第154話 何なら毎日でも!

「ごめん。もう、大丈夫だから」


 まさか、シチューを食べて泣いてしまうなんて。恥ずかしさで今にも叫び出してしまいそうだ。先ほどから、顔が熱くて仕方ない。


「えっと……も、もしかして、お口に合いませんでしたか?」


 不安そうな表情でそう尋ねる彼。心なしか、声のトーンが少し下がっている。


「ち、違うよ。おいしかった。すごく、おいしかった」


「そ、そうなんですね。よ、よかったです」


「…………」


「…………」


 二人の間に生まれる沈黙。壁にかけられた時計が、一定のリズムで音を刻む。カチカチ、カチカチと。速いようで遅い。そんな、何ともいえないもどかしさ。


 このまま私が何も言わなければ、彼は一体どうするのだろうか。シチューを作るという当初の目的は果たされた。それはつまり、彼がここにいる理由が無くなってしまったというわけで……。そして、もしかしたら、もう二度と……。


 …………嫌だ。


「……ねえ、君」


 沈黙を破ったのは、私の声。


「な、何でしょう?」


「次、いつ会える?」


「……へ?」


「君のシチュー、また食べたい」


 久しぶりに食べたおいしいシチュー。私の求めていた懐かしのシチュー。彼との繋がりが無くなってしまえば、私は、彼が作ったシチューを食べることができない。そんなの、絶対に嫌だ。

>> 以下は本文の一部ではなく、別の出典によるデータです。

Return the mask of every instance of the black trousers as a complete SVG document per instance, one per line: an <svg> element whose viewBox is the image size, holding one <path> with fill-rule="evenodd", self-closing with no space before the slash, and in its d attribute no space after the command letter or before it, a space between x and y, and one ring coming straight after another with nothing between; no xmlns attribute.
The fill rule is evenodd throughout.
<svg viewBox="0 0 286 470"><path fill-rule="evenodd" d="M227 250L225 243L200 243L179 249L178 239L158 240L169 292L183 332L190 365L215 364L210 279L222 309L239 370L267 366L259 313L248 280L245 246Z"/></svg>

 私の言葉に、彼の目が大きく見開かれ、そしてキラキラと輝き始めた。その輝きはまるで、夜空に浮かぶ星のよう。


「ぼ、僕はいつでも大丈夫です! 明日でも、明後日でも!」


「……そっか」


「あ。何なら毎日でも!」


「そ、そこまで!? あ、ありがとう」


 彼との出会いは今日が初めて。単なる偶然。彼と過ごした時間は、たったの数時間。だが、何となくこう思うのだ。彼との繋がりが、私にとって重要な何かをもたらしてくれると。